In our view, the bridge project is the latest example of failed municipal governance leaving a significant financial legacy for the next generation to mop up. The final cost won’t be known for months, or years.
So, at this point, are we any wiser?
Victoria’s experience suggests that some municipalities have no idea how to keep a lid on project costs. In April 2009, when Victoria first decided to build a new bridge, the estimated cost was $40 million. A month later, when it applied for federal-provincial stimulus cash, the estimate was $63 million. The budget jumped to $77 million in 2010, $92.8 million in 2012 and now stands at $105 million — with council approving the increases every step of the way, instead of reducing the project’s scope or considering alternative designs.
By the way, those alarming cost increases resulted in the Canadian Taxpayers Federation awarding the city a Teddy Waste Award for the worst example of municipal-government waste in all of Canada.
Municipalities are also completely reliant on consultants for big projects. Victoria staff had no experience building movable bridges, so they hired MMM Group (now WSP). It pitched three designs in 2009, which were mechanically unusual and could entail greater risk. In 2012, staff and consultants urged council to sign a construction contract with only a four per cent contingency, a preliminary design and no penalties if the contractor blew the Dec. 31, 2015, completion deadline.
In addition, consultants don’t appear to suffer many consequences for giving such advice. The province’s cost guidelines for transportation infrastructure state that total project engineering costs “generally range from eight per cent to 12 per cent of the estimated total construction cost.” According to invoices posted on the city’s website, however, MMM/WSP has billed for about $15 million in fees, nearly 23 per cent of the new bridge’s $66-million construction budget.
Regionally, nothing has changed. There was no regional transportation plan or authority in 2009 to prioritize projects — and dampen Victoria’s urge to build an “iconic” bridge — and there still isn’t. Other municipalities have contributed nothing to the bridge project, even though it is a critical piece of regional infrastructure, like the McKenzie Interchange or Pat Bay Highway. Consequently, Victoria taxpayers have been stuck with all of the project’s cost increases.
Certainly, mismanagement of the project has had political consequences. Voters tossed three pro-replacement councillors in 2011, and in 2014, then-mayor Dean Fortin lost his job to Lisa Helps, who voted against the contingency-light construction contract. All of the staffers involved in the project’s early years have since retired or found jobs elsewhere.
Victoria claims it has already learned lessons from the bridge. The city has implemented a new cost-estimating policy (i.e. larger contingencies) and a project-management framework. Estimates for large-scale projects will be checked by a third party, and contract-writing has been improved.
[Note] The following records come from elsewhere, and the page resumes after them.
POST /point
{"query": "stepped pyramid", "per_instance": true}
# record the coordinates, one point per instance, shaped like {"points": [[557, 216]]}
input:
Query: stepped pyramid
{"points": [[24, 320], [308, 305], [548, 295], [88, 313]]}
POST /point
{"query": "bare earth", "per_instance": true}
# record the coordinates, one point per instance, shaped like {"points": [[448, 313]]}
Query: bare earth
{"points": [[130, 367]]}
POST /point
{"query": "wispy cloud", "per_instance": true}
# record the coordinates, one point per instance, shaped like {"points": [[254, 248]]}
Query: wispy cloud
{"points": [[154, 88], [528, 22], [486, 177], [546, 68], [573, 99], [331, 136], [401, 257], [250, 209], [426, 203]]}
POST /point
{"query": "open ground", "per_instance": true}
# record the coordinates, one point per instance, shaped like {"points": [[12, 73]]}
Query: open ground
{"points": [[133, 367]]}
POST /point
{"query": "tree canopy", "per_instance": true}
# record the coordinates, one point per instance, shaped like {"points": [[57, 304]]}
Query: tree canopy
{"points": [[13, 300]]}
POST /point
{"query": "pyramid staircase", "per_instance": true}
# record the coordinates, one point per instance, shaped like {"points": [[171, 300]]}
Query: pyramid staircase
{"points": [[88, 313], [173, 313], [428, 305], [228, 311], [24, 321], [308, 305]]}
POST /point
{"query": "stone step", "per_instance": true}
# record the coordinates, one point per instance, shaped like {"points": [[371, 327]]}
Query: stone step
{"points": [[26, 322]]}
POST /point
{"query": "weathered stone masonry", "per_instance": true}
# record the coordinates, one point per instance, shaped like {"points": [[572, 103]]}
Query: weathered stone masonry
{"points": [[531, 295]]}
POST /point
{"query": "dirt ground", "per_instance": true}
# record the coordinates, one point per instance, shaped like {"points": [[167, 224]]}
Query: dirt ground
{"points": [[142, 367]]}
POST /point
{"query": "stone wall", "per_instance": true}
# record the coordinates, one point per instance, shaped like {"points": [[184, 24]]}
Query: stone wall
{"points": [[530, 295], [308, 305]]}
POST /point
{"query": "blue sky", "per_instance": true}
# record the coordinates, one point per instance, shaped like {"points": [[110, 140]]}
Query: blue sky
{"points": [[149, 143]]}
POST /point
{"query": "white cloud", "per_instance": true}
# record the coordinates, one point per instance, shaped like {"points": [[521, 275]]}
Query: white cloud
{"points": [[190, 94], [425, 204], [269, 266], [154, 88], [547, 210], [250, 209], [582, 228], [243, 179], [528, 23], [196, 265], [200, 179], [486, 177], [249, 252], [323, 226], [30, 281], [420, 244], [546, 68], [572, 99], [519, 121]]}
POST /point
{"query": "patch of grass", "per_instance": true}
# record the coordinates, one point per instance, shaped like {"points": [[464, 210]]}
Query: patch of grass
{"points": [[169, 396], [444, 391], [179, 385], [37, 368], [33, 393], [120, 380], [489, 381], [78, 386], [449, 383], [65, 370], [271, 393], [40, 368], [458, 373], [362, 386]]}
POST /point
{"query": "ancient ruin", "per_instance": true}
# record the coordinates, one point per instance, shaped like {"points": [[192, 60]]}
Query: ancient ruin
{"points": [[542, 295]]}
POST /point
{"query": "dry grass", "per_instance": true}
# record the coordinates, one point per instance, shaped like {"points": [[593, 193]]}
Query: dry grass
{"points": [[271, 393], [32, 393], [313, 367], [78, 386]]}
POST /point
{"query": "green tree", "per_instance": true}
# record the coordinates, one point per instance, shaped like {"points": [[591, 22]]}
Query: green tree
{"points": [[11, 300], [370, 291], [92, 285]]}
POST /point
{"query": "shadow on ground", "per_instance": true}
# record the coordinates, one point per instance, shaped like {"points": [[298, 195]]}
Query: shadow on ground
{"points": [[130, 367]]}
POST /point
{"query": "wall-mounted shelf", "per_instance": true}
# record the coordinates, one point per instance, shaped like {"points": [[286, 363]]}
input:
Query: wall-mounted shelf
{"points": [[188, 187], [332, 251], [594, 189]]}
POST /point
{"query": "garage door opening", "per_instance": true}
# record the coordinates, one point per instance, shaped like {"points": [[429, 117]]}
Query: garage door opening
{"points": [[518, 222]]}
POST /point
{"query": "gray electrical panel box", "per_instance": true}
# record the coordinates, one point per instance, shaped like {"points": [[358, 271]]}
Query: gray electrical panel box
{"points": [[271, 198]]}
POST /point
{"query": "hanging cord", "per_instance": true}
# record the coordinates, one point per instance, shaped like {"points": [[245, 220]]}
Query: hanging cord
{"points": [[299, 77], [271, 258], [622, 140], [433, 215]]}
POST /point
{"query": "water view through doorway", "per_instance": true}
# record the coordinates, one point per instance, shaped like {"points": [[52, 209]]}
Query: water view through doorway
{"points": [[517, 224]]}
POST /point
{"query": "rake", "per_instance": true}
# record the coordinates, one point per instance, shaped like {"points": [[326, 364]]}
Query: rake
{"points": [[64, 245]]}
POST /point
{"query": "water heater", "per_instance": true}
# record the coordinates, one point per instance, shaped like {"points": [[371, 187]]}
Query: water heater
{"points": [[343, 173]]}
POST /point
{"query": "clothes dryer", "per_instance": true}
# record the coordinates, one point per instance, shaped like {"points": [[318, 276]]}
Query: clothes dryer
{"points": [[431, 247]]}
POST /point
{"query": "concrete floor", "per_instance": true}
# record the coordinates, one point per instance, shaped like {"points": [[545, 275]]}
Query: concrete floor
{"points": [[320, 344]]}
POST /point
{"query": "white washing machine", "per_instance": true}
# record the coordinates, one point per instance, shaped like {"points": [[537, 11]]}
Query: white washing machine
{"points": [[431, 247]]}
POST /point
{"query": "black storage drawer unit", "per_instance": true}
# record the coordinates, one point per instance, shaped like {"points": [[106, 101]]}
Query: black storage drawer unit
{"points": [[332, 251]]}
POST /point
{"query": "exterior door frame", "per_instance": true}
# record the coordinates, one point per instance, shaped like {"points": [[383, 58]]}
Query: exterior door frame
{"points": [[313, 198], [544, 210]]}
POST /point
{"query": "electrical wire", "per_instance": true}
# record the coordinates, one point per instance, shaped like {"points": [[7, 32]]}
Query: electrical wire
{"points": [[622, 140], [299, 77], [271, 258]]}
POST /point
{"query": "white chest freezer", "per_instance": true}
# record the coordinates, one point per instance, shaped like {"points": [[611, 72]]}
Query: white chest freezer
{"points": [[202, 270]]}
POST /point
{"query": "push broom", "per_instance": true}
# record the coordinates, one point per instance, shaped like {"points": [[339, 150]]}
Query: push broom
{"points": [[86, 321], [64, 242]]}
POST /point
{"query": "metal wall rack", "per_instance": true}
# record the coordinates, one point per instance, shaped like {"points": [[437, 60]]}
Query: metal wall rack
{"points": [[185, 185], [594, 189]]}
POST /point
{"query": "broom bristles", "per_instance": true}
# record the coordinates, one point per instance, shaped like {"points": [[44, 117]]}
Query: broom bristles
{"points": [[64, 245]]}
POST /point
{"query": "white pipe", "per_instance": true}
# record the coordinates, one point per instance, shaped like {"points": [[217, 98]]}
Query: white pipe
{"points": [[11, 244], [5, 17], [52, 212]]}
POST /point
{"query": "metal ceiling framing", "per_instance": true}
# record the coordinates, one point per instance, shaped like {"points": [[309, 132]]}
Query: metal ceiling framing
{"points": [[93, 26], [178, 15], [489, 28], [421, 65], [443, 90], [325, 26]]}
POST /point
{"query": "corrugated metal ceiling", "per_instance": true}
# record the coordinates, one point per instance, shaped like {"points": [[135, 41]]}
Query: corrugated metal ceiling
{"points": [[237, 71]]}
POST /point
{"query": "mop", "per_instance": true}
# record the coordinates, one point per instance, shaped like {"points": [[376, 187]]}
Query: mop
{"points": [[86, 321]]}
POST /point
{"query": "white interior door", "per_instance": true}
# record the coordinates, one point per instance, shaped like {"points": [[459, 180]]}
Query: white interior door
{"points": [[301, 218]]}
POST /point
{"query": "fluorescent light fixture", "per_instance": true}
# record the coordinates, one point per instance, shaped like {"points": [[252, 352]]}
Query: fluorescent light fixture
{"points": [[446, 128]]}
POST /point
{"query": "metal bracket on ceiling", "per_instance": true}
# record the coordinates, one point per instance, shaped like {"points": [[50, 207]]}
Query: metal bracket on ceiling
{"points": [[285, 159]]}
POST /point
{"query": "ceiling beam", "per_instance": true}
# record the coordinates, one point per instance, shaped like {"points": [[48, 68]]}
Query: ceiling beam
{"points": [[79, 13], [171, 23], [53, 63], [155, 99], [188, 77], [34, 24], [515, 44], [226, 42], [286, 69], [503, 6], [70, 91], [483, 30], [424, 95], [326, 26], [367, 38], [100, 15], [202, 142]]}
But the city also appears to be repeating some of its mistakes, this time with the new Crystal Pool project. It is proceeding with designs, even though it has no real funding in place.
So, in the future, how can we ensure that municipalities such as the City of Victoria carry out megaprojects on budget and on time?
Civic self-examination and “lessons learned” exercises help, but they aren’t enough.
We are asking the provincial auditor general for local government to conduct a value-for-money audit of the “Grey Bridge” project. A performance audit would also help identify best practices for the benefit of all local governments.
While it might be a municipal election year — and Victoria’s council desperately wants the issue to go away — the public deserves a thorough accounting of what went wrong.
Stan Bartlett chairs Grumpy Taxpayer$ of Greater Victoria, a non-partisan advocacy group dedicated to lower taxes, less waste and more accountable municipal government. Ross Crockford is a director of johnsonstreetbridge.org, a local watchdog group.